1838606 Members
3244 Online
110128 Solutions
New Discussion

NFS share directory

 
Jesse Delk
Frequent Advisor

NFS share directory

I was sharing a directory /u01/exp between two HP-Ux servers.

CT1 - server trying to view the directory
CT2 - server with the directory

The server(CT2) with the directory that I was sharing, I had to power down and move to another location.
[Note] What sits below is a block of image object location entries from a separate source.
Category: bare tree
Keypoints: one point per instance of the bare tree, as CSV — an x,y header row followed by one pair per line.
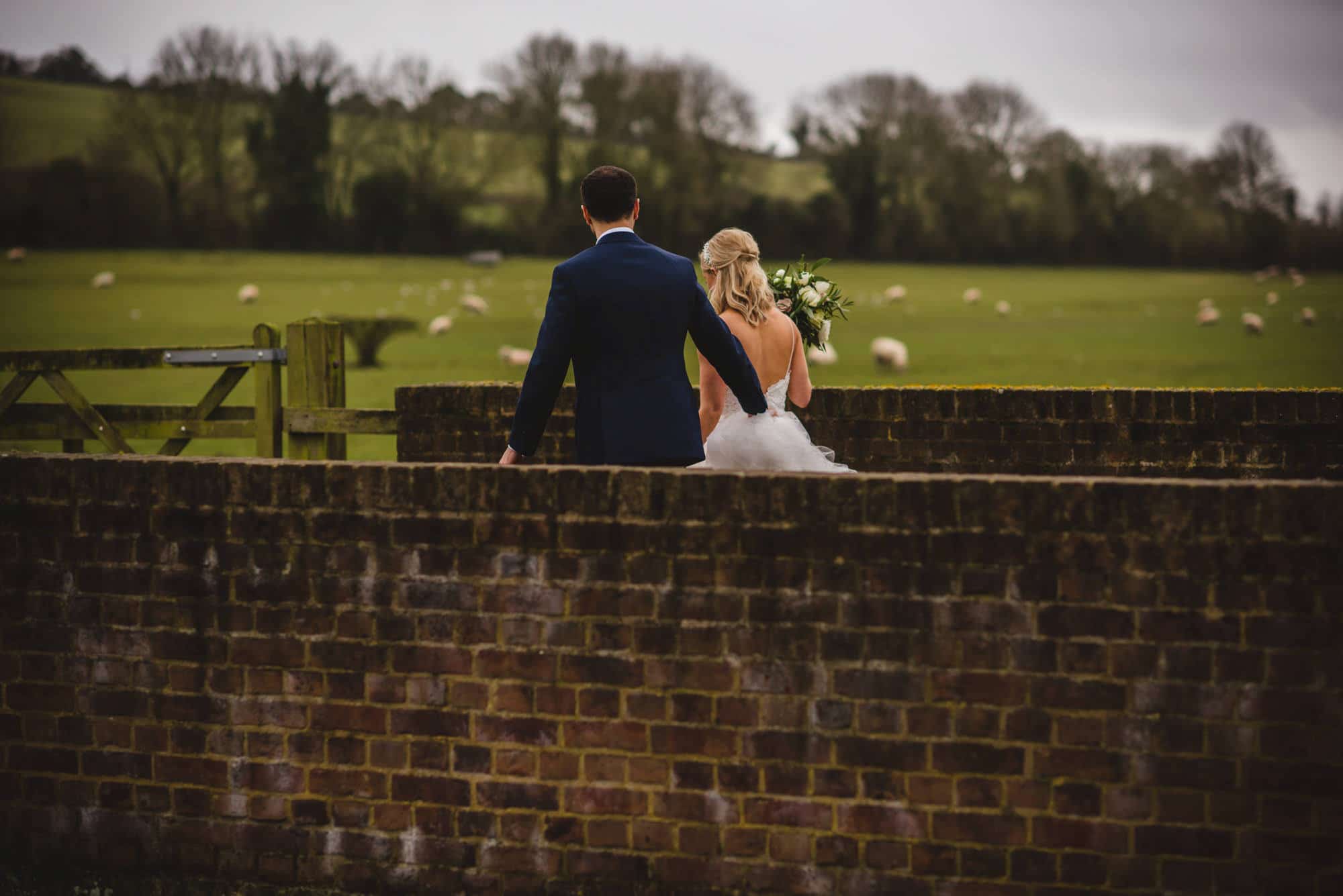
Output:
x,y
207,71
1248,168
541,85
159,125
999,117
I brought this server back up and I'm able to telnet into it and able to ping it from CT1.

When doing a bdf on CT1, it hangs up when it gets to the part where usually shows the shared directory.

I never umounted the directory on CT1 when I powered the CT2 server down.

Is there a service I need to restart on CT2 show that CT1 can see this directory? Is there something I need to restart on CT1?
12 REPLIES 12
Geoff Wild
Honored Contributor

Re: NFS share directory

Is it automounted or hard mounted (fstab).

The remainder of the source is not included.